Hormone vs. Erfahrung.

Ich lese jeden Tag Zeitung. Zwar nicht mehr wie früher in DIN-A2, auf dem Frühstückstisch bei Rührei und Orangensaft, sondern Online. Das Interessante bei dieser modernen Variante ist die Interaktion durch die Leser. In den Kommentarspalten kann man nämlich unmittelbar Stimmungsbilder zu den Artikeln erkennen. Was mir dabei immer wieder auffällt ist, dass viele Menschen heutzutage nicht mehr verstehen was Politik ist und wie sie funktioniert. Durch den momentan vorherrschenden Zeitgeist wird jedes Thema extrem emotional bespielt. Für alles gibt es eine Bewegung oder eine Vereinigung wo Themen extrem mit Emotionen aufgeladen werden: Gender, Rassimus, Klima, Mobilitätswende und viele mehr. Alle diese Themen kommen natürlich auch in der Politik vor.

 

Früher.

Früher war es so, dass Politik von den "Weissen alten Männern" gemacht wurde. Die jüngere Generation hingegen ging damals mit ihrer Wut und ihrem Elan auf die Straße und hat demonstriert. Ein Zustand den viele heute als unerträglich und reaktionär bezeichnen würden. Die Politik kam vielen damals zu emotionskalt und nüchtern vor. Die Jugend war von jeher, auf Krawall gebürstet und durch die Pubertät und die damit verbundene Hormonumstellung in eine Welt aus Emotionen gepushed und  dadurch zum Streiten verdammt. Aber es war auch immer so, dass gerade auch die Jenigen die in jungen Jahren studiert, demonstriert und in WGs zusammen gelebt und für eine Sache gebrannt haben, im späteren Lebensverlauf feststellen mussten, dass die Flamme für die damaligen Herzensangelegenheiten doch ziemlich erloschen ist. Da blickt dann so mancher Chefarzt, Politiker oder auch Anwalt mit einem mitleidigen Lächeln auf seine Jugendsünden zurück und rechtfertigt diese mit seinem damals jungen Alter. Die Diskrepanz, dass er damals voller Ideale das Establishment bekämpft hat zu dem er heute selbst gehört, wird damit entschuldigt, dass man eben naiv war und vom Leben noch nicht viel gesehen hätte. Irgendwann musste man dann feststellen, dass man über die Zeit dem damaligen Feindbild immer ähnlicher wurde und, nach dem Seitenwechsel zum Feind, man diesen sogar verstehen kann.
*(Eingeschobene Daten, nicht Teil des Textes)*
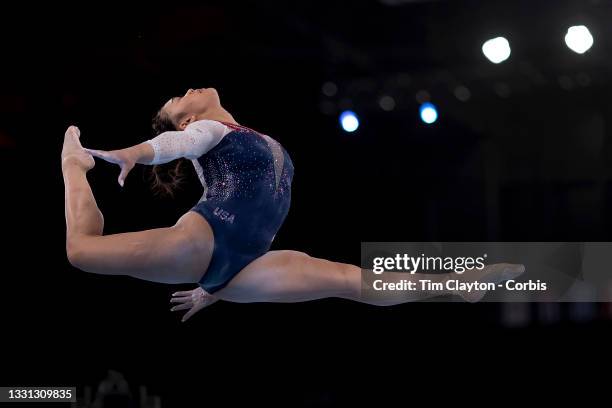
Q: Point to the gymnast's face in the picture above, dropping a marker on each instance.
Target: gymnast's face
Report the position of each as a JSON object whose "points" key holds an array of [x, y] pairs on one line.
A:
{"points": [[193, 106]]}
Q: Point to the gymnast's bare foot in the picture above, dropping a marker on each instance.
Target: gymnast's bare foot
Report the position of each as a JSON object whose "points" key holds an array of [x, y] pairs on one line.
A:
{"points": [[495, 273], [73, 152]]}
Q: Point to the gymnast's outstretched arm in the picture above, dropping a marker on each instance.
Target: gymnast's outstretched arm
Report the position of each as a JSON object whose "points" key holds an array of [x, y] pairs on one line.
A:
{"points": [[191, 143]]}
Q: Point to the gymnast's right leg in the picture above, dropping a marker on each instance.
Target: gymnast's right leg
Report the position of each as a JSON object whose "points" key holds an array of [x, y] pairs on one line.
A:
{"points": [[291, 276]]}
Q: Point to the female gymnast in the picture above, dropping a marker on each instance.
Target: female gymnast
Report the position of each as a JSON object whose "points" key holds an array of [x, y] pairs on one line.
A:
{"points": [[223, 242]]}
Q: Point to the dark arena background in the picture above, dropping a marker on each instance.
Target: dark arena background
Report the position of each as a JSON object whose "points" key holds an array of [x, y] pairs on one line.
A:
{"points": [[520, 151]]}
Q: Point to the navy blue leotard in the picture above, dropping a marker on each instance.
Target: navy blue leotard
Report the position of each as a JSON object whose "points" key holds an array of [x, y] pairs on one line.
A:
{"points": [[248, 176]]}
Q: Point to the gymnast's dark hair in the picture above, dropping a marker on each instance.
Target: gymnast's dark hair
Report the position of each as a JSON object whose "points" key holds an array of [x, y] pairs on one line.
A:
{"points": [[165, 178]]}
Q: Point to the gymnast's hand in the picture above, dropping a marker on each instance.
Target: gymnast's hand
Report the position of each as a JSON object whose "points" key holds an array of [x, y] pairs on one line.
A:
{"points": [[125, 158], [194, 300]]}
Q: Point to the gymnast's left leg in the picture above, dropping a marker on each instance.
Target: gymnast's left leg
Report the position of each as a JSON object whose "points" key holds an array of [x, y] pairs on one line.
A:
{"points": [[177, 254]]}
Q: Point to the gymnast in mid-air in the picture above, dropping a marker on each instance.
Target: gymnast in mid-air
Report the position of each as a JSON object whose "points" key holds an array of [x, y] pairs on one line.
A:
{"points": [[223, 243]]}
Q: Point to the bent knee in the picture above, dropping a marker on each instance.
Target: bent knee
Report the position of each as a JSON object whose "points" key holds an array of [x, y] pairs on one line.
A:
{"points": [[74, 251], [296, 259]]}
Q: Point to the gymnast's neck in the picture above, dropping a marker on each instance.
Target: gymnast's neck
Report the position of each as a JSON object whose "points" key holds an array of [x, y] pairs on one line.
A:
{"points": [[219, 114]]}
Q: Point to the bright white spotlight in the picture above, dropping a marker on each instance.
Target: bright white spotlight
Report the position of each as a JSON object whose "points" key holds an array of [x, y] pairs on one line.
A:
{"points": [[349, 121], [496, 50], [429, 114], [579, 39]]}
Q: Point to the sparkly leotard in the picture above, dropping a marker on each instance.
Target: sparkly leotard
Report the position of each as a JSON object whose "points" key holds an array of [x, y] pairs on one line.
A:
{"points": [[247, 190]]}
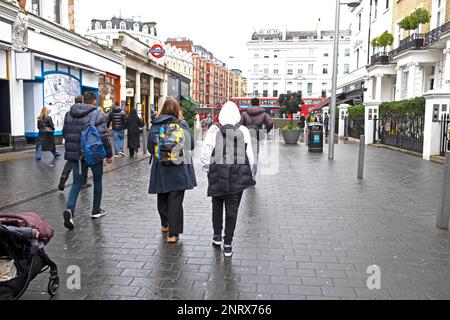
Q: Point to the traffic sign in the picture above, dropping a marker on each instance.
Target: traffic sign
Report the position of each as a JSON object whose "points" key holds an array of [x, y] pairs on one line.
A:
{"points": [[157, 51]]}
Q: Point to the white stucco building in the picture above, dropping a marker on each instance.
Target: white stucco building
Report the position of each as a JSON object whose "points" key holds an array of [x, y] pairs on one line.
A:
{"points": [[283, 61]]}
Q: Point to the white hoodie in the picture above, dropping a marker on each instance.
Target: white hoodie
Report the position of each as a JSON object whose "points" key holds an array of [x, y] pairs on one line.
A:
{"points": [[229, 115]]}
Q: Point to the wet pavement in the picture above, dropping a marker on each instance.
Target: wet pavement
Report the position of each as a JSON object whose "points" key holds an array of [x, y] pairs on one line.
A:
{"points": [[309, 232]]}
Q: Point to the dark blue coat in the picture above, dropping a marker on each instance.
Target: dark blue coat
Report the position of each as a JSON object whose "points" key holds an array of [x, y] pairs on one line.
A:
{"points": [[164, 179], [75, 122]]}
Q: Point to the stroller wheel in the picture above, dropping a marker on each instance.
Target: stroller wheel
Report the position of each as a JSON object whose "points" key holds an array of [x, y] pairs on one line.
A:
{"points": [[53, 286]]}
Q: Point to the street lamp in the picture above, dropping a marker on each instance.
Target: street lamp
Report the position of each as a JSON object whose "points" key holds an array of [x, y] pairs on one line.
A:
{"points": [[352, 4]]}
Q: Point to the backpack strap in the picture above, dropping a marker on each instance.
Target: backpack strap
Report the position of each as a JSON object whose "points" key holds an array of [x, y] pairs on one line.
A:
{"points": [[94, 118]]}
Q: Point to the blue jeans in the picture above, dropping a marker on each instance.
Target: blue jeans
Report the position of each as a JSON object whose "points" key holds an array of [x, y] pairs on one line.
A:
{"points": [[119, 141], [97, 172], [39, 152]]}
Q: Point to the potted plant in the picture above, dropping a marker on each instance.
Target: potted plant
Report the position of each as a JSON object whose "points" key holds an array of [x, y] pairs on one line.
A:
{"points": [[290, 104]]}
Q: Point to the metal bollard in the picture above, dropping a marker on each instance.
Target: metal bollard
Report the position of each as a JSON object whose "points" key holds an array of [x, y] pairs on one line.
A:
{"points": [[144, 139], [362, 153], [444, 207]]}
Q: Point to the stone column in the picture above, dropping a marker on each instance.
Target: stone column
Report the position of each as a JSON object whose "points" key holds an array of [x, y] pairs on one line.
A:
{"points": [[137, 93], [17, 106]]}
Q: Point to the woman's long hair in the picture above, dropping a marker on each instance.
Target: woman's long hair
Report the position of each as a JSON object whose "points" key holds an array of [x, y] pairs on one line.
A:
{"points": [[171, 107], [44, 114]]}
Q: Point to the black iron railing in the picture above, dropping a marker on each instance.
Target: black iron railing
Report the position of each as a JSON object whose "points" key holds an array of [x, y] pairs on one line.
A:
{"points": [[436, 34], [445, 134], [379, 58], [404, 132]]}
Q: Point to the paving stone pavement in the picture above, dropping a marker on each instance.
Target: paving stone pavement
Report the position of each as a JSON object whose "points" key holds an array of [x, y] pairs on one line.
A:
{"points": [[309, 232]]}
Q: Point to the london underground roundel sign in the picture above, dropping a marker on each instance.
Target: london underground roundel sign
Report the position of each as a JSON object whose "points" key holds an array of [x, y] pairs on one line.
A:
{"points": [[157, 51]]}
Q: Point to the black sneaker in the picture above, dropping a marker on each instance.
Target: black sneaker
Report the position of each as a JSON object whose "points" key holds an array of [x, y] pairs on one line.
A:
{"points": [[227, 251], [217, 241], [68, 220], [96, 214]]}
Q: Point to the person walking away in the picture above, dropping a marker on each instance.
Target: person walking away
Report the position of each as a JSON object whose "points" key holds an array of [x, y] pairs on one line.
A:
{"points": [[46, 139], [68, 166], [172, 171], [118, 119], [255, 119], [227, 156], [135, 126], [77, 119]]}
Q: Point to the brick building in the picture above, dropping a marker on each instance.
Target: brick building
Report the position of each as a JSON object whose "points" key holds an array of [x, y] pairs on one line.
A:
{"points": [[211, 80]]}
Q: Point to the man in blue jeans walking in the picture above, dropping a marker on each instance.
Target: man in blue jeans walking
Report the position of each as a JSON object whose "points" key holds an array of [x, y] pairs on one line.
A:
{"points": [[74, 123], [119, 122]]}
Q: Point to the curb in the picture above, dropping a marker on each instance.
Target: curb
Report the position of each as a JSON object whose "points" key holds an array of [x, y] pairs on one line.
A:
{"points": [[53, 190]]}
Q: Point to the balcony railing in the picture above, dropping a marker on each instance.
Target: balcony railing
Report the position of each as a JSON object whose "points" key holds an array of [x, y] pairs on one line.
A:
{"points": [[436, 34]]}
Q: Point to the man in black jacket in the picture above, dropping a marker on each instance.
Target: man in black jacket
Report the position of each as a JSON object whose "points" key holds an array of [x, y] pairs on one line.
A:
{"points": [[74, 123], [118, 119]]}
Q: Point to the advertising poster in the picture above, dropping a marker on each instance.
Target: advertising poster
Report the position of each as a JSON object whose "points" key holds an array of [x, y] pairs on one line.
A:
{"points": [[60, 91]]}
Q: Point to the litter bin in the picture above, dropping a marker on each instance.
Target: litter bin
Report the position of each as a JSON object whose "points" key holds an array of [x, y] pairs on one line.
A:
{"points": [[315, 137]]}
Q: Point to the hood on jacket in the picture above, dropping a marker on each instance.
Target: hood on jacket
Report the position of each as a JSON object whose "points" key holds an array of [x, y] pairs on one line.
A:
{"points": [[116, 109], [230, 114], [81, 110], [163, 118], [254, 111]]}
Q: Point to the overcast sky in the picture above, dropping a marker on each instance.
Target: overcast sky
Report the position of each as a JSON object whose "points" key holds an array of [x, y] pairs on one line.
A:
{"points": [[222, 27]]}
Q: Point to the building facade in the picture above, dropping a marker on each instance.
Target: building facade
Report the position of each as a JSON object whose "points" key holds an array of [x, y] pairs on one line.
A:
{"points": [[211, 80], [238, 84], [149, 79], [284, 61], [44, 64]]}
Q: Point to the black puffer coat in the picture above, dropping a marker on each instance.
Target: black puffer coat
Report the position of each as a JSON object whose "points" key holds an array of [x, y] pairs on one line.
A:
{"points": [[46, 134], [229, 174], [118, 119], [75, 122]]}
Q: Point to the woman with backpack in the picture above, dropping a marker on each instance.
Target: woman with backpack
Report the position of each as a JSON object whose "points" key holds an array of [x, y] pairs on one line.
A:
{"points": [[135, 125], [46, 138], [172, 172], [227, 156]]}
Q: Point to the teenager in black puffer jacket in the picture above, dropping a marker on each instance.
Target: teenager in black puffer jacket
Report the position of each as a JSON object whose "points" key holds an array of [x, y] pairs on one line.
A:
{"points": [[228, 174]]}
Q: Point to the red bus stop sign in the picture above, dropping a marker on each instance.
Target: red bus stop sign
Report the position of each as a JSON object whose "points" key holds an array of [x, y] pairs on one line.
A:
{"points": [[157, 51]]}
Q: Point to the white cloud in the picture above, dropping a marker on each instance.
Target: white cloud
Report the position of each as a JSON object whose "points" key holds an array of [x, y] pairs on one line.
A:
{"points": [[222, 27]]}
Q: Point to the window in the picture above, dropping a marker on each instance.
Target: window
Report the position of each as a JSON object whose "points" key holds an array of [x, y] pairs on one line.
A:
{"points": [[310, 89]]}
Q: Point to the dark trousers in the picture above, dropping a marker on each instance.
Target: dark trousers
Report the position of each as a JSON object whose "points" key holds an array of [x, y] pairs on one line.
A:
{"points": [[232, 204], [97, 171], [68, 169], [170, 207]]}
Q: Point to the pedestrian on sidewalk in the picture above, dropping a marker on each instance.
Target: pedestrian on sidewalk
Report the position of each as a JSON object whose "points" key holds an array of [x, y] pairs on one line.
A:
{"points": [[135, 126], [118, 119], [227, 156], [68, 166], [170, 141], [46, 139], [76, 120], [256, 119]]}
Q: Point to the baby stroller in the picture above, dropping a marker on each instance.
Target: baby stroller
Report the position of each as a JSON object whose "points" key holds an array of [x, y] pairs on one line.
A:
{"points": [[22, 255]]}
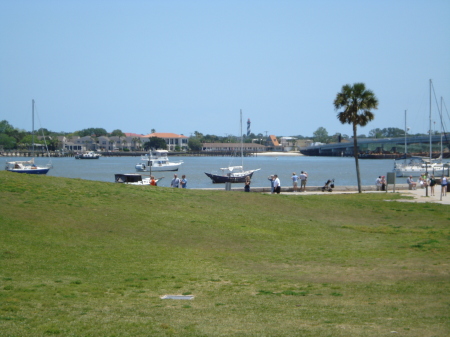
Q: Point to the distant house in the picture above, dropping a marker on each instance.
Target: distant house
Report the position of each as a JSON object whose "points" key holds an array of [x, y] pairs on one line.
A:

Bei manchen wird es sogar so sein, dass er unterm Strich vielleicht sogar froh ist, dass er in seinen jungen Jahren weniger bewegen konnte als ihm damals lieb war, denn es könnte im weiteren Verlauf seines Lebens vielleicht sogar von Vorteil für ihn gewesen sein. Das lag sicherlich daran, dass die "Weissen alten Männer" es den jüngeren Rotznasen viel schwerer gemacht hatten, in der Politik in Führungspositionen zu kommen. Somit war die Politik tendenziell älter als heute.

 

Heute.

In der heutigen Zeit haben die Jusos, die Junge Union und andere Jugendorganisationen der Parteien wesentlich mehr Gewicht als damals. Die Politik ist heute mit Sicherheit 15-20 Jahre jünger als sie es noch vor 70 Jahren war. Das trägt natürlich eine Menge dieser hormonellen Streitlust in die Parteien und somit auch in die Parlamente, was sich in meinen Augen wenig positiv auswirkt. Die Grünen sind beispielsweise eine Partei, die in den späten Sechzigern und frühen Siebzigern verhältnismäßig jung war – nicht nur als Partei sondern auch von den Mitgliedern her. Auch wenn in den Parteien viele Personen wie Trittin, Roth, Göhring-Eckart oder auch Özdemir doch schon ziemlich in die Jahre gekommen sind, verstehen sie sich immer noch als Stimme der Jugend und haben auch eine gewisse Verjüngung in der Politik mit durchgesetzt. Man kann in diesem Rahmen natürlich junge Menschen in Verantwortung bringen, wenn man es denn gerne möchte, und diesen Prozess der Partizipation zeitlich vorziehen. Was man aber nicht übers Knie brechen kann, ist das Aneignen von Lebenserfahrung. Man kann einen 18-Jährigen nicht auf Knopfdruck mit Lebenserfahrung ausstatten damit er die ihm übertragene Aufgabe besser bewältigen kann. Ein Mensch hat Lebenserfahrung oder er hat sie nicht. Die Wahrscheinlichkeit, dass ein 50 Jähriger Lebenserfahrung hat, ist wahrscheinlicher als, dass dies bei 18-Jährigen der Fall ist. Wenn ich also darauf beharre, den 18-Jähringen in ein politisches Amt zu heben, dann muss ich mir auch bewusst machen, dass seine Entscheidung eher von Emotion als von Besonnenheit getrieben sein wird.

 

Warum spreche ich das an?

Mir fiel immer wieder auf, dass in dem Kommentarspalten auch bei den Normalbürgern nicht verstanden wurde, wie sich Politiker einerseits extrem über andere Politiker auslassen und dann an anderer Stelle wieder Geschlossenheit zeigen können. Das ist genau der Punkt wo ich glaube, dass sowohl Alter als auch persönliche Reife ins Spiel kommen. Mit wachsender Lebenserfahrung und hormoneller Stabilität ist es viel normaler bestimmte Sachverhalte von Personen zu trennen – eben Sachverhalte differenziert zu betrachten. Was dazu kommt, ist, dass man hier auch verstehen muss, dass man den Politiker von der Privatperson trennen muss. Ganz nüchtern betrachtet ist Politiker ein Beruf. Und in diesem Beruf arbeitet ein Mensch der dort seine Arbeit verrichtet. Das muss unterm Strich nichts zu tun haben mit der Privatperson. Deshalb ist es auch möglich, dass Politiker der SPD mit Politikern der CDU privat befreundet sind und sich abseits der politischen Standpunkte sehr gut verstehen. Es geht uns Normalbürgern ja nicht anders: auch bei uns ist es so, dass nicht alle unsere Freunde politisch genauso denken wie wir selbst, sondern vergeben ihre Stimme nach eigener Facon.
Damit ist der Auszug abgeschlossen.